The dope-dealing teenager, who regularly took out his dad’s gun and threatened to shoot other kids in the neighborhood. He grew up to be a respected businessman.
Or the engineer who had 6 kids and beat at least 1 of them to the point when she had long-term mental and physical health issues.
Or the fucking shyster lawyer who ran through our yard every time there was a car crash on the corner. He sued my parents when one of our dogs bit him as he sprinted toward an accident, waving his arms like a mad man and screaming at us kids to “get the fuck out of my way.”
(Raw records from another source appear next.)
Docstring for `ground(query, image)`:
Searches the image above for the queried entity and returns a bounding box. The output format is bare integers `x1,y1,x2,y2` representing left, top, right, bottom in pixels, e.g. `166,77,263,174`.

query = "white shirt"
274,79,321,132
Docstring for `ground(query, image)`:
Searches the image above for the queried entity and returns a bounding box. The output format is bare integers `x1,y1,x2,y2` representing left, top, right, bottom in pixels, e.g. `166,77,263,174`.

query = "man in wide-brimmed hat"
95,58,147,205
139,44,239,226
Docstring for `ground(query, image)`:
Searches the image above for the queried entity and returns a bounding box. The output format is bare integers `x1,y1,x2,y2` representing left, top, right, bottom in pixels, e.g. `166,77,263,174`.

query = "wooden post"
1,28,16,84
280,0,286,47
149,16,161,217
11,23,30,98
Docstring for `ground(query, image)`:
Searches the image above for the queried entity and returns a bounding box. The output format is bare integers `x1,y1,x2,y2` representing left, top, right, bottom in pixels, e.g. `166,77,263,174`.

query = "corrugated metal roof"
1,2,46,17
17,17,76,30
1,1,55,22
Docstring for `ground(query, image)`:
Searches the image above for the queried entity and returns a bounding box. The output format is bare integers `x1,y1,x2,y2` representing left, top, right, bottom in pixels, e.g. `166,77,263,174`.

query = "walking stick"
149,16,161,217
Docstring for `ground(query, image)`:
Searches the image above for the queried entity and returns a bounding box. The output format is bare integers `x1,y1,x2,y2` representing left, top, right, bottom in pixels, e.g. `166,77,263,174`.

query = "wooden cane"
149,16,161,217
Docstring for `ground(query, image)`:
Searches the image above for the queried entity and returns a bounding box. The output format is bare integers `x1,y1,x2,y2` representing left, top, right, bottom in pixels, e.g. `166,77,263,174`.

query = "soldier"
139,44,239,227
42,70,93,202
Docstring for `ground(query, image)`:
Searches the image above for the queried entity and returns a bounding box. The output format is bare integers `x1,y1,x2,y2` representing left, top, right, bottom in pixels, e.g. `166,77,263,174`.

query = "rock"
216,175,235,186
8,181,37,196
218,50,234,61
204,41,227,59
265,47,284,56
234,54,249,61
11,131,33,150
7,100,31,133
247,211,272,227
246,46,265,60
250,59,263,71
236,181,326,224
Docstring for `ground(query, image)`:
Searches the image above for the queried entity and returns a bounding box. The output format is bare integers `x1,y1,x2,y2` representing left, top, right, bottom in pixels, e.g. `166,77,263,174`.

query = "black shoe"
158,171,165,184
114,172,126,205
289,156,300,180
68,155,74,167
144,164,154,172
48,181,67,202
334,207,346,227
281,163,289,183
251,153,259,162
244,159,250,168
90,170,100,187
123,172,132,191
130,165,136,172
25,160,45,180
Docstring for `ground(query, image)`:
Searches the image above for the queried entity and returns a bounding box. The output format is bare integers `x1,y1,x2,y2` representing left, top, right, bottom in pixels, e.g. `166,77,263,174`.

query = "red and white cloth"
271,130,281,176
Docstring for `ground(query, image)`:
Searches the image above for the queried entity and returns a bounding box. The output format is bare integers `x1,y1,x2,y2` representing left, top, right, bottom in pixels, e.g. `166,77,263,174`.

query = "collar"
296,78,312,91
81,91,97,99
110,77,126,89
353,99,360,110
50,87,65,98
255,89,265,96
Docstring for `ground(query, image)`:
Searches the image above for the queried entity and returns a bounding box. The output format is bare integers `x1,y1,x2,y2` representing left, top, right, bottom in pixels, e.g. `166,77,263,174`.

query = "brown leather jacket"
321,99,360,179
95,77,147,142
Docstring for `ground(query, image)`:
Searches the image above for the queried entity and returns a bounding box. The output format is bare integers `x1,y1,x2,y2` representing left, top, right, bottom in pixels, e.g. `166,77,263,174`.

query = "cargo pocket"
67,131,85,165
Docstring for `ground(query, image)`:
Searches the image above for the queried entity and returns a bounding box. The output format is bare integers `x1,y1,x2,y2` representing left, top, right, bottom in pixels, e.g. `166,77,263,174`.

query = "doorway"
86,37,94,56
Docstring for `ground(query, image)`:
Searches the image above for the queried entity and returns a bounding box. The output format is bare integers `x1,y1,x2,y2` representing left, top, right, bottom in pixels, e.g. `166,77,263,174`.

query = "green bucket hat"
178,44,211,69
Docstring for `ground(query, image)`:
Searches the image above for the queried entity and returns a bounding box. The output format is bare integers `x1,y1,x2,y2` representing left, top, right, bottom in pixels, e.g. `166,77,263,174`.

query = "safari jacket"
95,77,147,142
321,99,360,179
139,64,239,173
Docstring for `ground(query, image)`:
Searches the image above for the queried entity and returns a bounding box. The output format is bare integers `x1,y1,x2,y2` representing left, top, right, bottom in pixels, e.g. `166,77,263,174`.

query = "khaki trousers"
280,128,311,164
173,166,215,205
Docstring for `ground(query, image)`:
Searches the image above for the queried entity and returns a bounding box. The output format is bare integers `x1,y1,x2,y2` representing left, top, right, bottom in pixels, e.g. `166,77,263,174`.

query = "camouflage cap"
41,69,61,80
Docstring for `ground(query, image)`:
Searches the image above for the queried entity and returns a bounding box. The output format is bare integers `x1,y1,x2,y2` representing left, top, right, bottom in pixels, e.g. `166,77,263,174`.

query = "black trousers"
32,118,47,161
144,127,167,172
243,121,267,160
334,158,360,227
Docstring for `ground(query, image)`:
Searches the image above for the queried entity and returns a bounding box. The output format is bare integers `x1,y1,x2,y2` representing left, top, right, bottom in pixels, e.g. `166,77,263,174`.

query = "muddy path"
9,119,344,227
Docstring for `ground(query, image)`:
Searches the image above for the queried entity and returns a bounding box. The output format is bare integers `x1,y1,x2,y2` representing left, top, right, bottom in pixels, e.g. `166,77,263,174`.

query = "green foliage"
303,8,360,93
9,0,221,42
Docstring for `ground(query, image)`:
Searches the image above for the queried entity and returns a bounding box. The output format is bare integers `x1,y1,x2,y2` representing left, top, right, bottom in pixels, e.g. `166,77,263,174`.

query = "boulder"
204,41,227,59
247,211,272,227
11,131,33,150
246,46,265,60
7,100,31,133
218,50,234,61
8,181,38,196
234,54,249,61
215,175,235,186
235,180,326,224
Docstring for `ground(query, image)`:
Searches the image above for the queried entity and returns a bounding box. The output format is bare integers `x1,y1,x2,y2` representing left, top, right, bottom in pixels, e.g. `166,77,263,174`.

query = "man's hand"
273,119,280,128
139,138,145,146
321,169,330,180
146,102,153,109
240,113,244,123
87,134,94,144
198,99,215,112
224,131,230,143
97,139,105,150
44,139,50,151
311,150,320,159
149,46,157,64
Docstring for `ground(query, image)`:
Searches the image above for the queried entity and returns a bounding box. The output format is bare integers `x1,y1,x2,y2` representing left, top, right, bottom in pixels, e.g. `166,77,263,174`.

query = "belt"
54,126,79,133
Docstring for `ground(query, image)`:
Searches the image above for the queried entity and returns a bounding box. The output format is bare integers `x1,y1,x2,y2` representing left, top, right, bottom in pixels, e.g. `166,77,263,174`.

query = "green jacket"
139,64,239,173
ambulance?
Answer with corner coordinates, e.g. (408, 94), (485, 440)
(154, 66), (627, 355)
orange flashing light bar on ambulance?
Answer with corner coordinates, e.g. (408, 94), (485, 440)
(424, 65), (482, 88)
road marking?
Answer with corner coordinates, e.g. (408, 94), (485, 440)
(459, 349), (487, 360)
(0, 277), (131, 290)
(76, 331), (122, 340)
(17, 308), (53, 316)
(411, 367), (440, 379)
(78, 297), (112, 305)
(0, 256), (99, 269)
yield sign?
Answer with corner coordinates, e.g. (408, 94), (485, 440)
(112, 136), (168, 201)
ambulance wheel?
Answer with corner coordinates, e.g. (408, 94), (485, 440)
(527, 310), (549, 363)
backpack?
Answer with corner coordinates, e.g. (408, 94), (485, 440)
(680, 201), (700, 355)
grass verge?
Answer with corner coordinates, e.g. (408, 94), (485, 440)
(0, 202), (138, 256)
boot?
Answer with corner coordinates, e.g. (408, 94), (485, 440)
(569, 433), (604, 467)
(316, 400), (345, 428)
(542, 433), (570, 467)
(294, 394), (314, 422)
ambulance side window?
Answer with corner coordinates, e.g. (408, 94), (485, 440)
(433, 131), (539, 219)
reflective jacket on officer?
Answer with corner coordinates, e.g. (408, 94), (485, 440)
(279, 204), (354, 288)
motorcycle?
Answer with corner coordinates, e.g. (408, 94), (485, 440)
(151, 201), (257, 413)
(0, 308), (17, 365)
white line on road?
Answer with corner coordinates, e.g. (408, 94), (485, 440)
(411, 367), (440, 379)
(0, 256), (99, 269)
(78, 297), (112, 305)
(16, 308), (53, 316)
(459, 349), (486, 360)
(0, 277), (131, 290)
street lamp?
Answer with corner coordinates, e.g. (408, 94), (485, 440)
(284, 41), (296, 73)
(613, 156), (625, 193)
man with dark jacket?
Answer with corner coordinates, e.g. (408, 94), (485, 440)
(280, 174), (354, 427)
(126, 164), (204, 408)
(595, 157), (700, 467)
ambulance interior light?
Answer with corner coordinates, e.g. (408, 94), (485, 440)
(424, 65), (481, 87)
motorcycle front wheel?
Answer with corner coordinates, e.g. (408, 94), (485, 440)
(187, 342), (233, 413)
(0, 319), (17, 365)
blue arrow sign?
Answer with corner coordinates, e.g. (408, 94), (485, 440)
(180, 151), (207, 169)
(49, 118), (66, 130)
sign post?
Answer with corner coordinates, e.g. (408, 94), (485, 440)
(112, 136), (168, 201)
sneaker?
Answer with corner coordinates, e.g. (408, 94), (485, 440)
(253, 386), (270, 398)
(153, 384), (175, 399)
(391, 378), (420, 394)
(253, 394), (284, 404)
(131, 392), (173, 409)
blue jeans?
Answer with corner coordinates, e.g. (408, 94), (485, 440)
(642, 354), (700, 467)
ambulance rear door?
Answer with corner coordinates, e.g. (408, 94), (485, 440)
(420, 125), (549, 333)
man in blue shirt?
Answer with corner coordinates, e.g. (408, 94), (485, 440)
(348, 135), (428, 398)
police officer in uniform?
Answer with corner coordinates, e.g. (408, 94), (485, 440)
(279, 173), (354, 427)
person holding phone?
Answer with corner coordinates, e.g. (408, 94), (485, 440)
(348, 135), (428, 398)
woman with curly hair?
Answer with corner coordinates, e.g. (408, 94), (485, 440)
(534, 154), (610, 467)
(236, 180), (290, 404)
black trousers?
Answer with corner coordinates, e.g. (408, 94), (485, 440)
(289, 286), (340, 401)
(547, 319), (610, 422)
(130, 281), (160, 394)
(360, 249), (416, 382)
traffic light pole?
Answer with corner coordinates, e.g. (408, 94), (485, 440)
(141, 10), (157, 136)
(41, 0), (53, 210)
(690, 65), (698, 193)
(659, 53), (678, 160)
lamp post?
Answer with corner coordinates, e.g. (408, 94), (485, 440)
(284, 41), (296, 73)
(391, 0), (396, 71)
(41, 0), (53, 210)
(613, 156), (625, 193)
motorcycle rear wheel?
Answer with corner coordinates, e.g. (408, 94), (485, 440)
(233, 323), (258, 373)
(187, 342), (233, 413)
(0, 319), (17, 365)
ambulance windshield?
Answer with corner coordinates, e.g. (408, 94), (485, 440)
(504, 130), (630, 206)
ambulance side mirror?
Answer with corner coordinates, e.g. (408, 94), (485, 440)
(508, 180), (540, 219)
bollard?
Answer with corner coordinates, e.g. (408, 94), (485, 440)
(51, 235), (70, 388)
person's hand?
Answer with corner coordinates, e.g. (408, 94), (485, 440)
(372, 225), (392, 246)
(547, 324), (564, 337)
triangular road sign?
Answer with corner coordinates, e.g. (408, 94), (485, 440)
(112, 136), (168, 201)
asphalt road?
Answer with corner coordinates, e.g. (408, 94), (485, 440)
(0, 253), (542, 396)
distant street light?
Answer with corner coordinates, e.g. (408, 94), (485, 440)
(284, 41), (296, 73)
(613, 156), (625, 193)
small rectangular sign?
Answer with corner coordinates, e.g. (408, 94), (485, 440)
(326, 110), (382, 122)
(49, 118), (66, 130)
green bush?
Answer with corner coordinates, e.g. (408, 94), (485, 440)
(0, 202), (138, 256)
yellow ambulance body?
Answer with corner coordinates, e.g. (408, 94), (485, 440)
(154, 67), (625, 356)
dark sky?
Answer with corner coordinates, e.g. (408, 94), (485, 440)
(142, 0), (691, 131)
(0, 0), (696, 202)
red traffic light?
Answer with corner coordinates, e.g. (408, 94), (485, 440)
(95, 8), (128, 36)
The street next to ours was called “Memorial Parkway” because in the 60’s there had been a huge mudslide and some kids and a cop were swept down the hill to their deaths.
Halfway down Memorial Parkway was a set of train tracks. When I was about 12, some maniac who lived close by killed a young woman, put her body in a VW bug, set the car on fire and rolled it in front of an oncoming train. (Or he may have rolled it on the tracks and then set it on fire — same result).
A group of us kids spent a week that summer being a mini-CSI-team looking for burned car and body parts that were pressed into the tracks from the tonnage of the train.
I swear we found a few of each.
Surprise, surprise, the murderer was not my worst neighbor.
The Worst Neighbor
Our worst neighbor was Jim Bell (click his name to read his “obituary”). He made a small fortune running a manufacturing business. He used that money for two things:
One, was to buy the big house on more than an acre of land to the north of ours. He threw massive outdoor parties with roasted pigs, kegs of beer and loud laughter until late into the night.
Two, was to run a pedophile ring. Not fucking kidding — how these fucking pedophiles form a “ring”, I’ll never know, but he had 10-20 of them colluding like Trump with Russians. It went on for more than 10 years. In Ohio, and then again in Florida.
And it gets worse…
Jim Bell paid the parents to bring their kids to him and his friends at various “sex houses” around town and in Florida (even pedophiles hate the cold).
When the story broke in Akron Beacon Journal, there were a lot of people who claimed they were never at a party at my neighbor’s house. But they couldn’t fucking fool us — we could pick them out any time they laughed.
See, my weepy 3rd world club friends, the guy using trees for heat because he burned through his parents’ money, was not a sad story at all… In that neighborhood, he was a fucking role-model. And for Akron in the 70’s, that was a good neighborhood with great parents.
I can’t begin to tell you the stories my friend Dave has about growing up poor in Akron with 7 (or 10 or however many children they had) and an alcoholic abusive father…
You pussies flaccid penises would never talk to me again.
Update March, 2023
I wrote this story back in 2018, but I thought now would be a good time to remind people that things have always sucked. How bad it sucks just depends on your definition of “sucking” and who you are, and where you are in the space/time/cultural continuim.